Tandis que le Navire-Cygne l’abordait, Aragorn arrêta sa barque. La Dame acheva sa chanson et les salua. « Nous sommes venus vous dire un dernier adieu, dit-elle, et vous souhaiter bon voyage en prodiguant les bienfaits de notre pays. »
« Bien que vous ayez été nos hôtes, dit Celeborn, vous n’avez encore jamais mangé en notre compagnie ; ainsi, nous vous convions à un festin d’adieu, ici entre les eaux vives qui vous emporteront loin de la Lórien. »
Le Cygne poursuivit lentement sa descente jusqu’au quai, et ils tournèrent leurs embarcations pour le suivre. Là, sur l’herbe verte, à la toute dernière extrémité d’Egladil, se tint le festin d’adieu ; mais Frodo but et mangea très peu, tout absorbé par la beauté de la Dame, et par sa voix. Elle ne semblait plus désormais périlleuse ou terrible, ni investie d’un pouvoir caché. Déjà, elle lui paraissait telle que les Elfes apparaissent encore parfois aux hommes des jours ultérieurs : présente et lointaine à la fois, une vision animée de ce que le flot continuel du Temps a pourtant laissé loin derrière.
Après qu’ils eurent mangé et bu, assis sur le gazon, Celeborn les entretint à nouveau de leur voyage. Levant la main, il désigna les bois qui s’étendaient au sud de la Langue.

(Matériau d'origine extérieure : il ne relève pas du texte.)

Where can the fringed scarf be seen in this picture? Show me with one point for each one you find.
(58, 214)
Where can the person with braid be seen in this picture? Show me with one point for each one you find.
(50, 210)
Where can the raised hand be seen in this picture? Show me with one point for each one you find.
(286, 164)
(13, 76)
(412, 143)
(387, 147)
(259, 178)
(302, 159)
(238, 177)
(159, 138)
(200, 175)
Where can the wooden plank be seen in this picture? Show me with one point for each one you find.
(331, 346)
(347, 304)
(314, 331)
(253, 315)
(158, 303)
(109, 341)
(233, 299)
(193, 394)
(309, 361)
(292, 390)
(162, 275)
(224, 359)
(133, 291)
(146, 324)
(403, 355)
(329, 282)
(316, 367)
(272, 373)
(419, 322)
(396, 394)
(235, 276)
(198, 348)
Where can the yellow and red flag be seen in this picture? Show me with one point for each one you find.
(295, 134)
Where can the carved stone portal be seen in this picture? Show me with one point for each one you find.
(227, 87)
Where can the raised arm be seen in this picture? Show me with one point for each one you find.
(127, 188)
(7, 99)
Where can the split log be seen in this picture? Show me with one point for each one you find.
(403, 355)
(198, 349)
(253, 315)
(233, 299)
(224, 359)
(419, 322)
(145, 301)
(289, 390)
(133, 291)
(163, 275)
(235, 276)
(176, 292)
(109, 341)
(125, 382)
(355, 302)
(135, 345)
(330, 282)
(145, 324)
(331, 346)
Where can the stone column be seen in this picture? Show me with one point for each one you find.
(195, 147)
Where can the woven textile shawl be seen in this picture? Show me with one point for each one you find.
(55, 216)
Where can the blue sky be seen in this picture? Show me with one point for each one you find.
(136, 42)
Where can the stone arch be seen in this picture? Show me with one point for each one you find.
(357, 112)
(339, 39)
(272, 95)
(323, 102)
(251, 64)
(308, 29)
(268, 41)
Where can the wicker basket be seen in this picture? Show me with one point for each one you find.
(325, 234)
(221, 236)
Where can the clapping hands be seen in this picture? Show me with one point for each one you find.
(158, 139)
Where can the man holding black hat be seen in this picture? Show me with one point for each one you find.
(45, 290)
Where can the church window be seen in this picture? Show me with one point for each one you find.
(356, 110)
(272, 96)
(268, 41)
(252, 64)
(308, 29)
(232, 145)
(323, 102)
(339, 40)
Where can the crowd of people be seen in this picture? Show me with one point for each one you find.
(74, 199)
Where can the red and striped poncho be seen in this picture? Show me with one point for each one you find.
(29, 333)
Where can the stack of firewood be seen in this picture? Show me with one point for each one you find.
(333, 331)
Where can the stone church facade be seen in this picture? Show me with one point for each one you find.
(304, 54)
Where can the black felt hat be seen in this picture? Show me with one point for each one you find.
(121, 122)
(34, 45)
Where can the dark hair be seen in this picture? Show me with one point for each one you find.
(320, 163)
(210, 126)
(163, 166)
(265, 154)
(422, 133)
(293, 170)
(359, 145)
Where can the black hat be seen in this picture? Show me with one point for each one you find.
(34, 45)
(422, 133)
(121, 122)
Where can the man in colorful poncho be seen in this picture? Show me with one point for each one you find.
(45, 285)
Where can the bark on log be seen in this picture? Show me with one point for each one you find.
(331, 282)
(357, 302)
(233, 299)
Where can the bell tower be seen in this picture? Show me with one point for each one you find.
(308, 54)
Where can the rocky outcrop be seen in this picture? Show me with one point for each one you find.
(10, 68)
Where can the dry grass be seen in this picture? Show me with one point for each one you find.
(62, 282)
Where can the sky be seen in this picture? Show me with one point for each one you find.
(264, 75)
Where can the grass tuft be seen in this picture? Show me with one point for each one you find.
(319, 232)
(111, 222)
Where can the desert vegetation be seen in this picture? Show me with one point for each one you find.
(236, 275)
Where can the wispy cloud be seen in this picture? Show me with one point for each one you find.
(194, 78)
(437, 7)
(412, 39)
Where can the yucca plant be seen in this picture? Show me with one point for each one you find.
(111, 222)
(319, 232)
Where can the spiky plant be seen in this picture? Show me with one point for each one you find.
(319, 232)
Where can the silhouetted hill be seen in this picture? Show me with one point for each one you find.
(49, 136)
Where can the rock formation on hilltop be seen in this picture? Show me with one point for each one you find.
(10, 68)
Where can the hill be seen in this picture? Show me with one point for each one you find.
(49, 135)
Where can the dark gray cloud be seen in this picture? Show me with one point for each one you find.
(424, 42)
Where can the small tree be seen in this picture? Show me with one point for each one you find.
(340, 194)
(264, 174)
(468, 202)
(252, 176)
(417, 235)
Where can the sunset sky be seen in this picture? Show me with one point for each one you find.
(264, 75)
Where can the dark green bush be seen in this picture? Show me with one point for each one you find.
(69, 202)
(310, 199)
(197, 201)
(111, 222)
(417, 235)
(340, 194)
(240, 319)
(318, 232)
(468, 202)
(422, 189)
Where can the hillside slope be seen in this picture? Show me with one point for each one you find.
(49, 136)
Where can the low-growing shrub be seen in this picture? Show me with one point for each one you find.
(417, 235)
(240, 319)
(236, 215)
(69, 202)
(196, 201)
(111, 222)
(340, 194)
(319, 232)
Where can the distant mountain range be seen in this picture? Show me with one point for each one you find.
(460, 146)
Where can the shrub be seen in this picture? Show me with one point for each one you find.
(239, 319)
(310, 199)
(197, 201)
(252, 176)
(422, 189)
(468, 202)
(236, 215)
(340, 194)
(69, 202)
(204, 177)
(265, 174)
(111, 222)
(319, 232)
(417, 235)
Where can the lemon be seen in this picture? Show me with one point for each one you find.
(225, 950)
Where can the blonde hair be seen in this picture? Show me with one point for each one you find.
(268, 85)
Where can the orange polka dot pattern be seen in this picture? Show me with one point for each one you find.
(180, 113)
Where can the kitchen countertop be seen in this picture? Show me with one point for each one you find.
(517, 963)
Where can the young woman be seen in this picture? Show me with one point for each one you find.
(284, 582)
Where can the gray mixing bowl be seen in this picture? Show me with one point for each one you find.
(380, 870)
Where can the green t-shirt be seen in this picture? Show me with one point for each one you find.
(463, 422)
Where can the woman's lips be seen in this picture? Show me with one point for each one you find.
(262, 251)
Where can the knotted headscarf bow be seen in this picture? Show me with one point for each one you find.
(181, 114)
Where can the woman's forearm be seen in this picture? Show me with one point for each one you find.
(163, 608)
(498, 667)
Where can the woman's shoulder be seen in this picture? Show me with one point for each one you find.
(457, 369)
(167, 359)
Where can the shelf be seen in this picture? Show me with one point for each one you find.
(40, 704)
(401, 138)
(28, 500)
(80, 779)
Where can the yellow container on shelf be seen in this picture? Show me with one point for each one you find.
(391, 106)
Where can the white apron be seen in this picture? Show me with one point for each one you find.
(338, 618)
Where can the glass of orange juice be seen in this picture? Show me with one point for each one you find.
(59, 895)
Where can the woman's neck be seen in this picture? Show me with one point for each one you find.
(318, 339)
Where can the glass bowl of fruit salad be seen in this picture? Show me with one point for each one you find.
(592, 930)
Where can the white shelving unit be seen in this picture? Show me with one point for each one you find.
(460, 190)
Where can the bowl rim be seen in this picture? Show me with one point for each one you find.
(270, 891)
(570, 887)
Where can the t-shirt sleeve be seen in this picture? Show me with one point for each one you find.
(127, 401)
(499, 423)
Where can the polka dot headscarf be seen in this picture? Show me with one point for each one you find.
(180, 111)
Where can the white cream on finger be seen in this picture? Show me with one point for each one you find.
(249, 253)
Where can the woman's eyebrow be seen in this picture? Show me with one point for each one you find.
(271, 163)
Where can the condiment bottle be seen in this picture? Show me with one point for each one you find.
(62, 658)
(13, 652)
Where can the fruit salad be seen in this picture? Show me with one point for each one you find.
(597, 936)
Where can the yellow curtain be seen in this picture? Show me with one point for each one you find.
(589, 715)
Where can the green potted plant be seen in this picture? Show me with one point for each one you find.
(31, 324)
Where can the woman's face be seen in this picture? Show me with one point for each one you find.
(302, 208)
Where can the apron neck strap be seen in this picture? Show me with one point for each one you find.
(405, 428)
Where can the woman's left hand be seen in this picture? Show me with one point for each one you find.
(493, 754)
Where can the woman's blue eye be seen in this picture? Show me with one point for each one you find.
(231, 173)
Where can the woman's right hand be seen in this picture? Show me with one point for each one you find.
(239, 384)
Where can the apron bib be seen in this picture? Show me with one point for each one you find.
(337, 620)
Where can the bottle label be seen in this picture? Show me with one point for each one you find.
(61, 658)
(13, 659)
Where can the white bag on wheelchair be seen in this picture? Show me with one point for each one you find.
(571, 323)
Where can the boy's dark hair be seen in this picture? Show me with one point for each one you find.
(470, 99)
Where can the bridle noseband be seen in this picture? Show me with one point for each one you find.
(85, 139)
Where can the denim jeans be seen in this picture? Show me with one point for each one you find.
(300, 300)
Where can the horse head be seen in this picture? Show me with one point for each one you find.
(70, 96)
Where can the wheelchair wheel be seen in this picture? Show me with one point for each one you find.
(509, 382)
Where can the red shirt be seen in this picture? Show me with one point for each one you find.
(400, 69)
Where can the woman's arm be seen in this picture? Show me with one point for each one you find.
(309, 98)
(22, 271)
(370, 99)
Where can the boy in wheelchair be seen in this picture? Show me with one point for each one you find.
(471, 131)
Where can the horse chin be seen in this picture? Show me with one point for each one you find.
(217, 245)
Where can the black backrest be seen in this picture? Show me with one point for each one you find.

« À mesure que vous descendrez sur l’eau, dit-il, vous verrez les arbres disparaître, et vous arriverez dans une terre inculte. Là-bas, le Fleuve coule dans des vallées rocheuses au milieu de hautes landes, jusqu’à ce qu’enfin, après bien des lieues, il gagne la haute île de l’Aigreroc, que nous appelons Tol Brandir. Là, il passe ses bras autour des rives escarpées de l’île et se jette alors avec grand bruit et vapeur dans les cataractes du Rauros, au pied desquelles s’étend le Nindalf, ou Plain-Palus, comme on l’appelle dans votre langue. Il s’agit d’une vaste région de marais stagnants où le Fleuve devient tortueux et divise beaucoup ses eaux. C’est à cet endroit que se déversent les multiples bouches de l’Entévière, qui trouve sa source à l’ouest, dans la forêt de Fangorn. De part et d’autre de cette rivière, de ce côté-ci du Grand Fleuve, s’étend le Rohan. Sur l’autre rive se trouvent les mornes collines des Emyn Muil. Là-bas, le vent souffle de l’est, car elles donnent vue sur les Marais Morts et les Terres Désertes jusqu’à Cirith Gorgor et aux portes noires du Mordor.
« Boromir, et tous ceux qui iront avec lui pour gagner Minas Tirith, feraient bien de quitter le Grand Fleuve en amont du Rauros et de franchir l’Entévière avant qu’elle n’atteigne les marécages. Mais ils devraient se garder de trop remonter cette rivière, au risque de s’empêtrer dans la forêt de Fangorn. C’est un étrange pays dont on ne connaît pas grand-chose de nos jours. Mais Boromir et Aragorn n’ont, sans nul doute, aucun besoin de cet avertissement. »
« Assurément, nous avons entendu parler de Fangorn à Minas Tirith, dit Boromir. Mais ce que j’ai entendu dire ressemble bien souvent à des contes de bonne femme, comme on en raconte à nos enfants. Tout ce qui est au nord du Rohan nous paraît désormais si lointain que l’imagination peut s’y mouvoir à sa guise. Jadis, Fangorn se trouvait aux frontières de notre royaume ; mais aucun d’entre nous ne l’a plus visitée de la vie de maints hommes, histoire de prouver ou de réfuter les légendes qui nous sont héritées des années lointaines.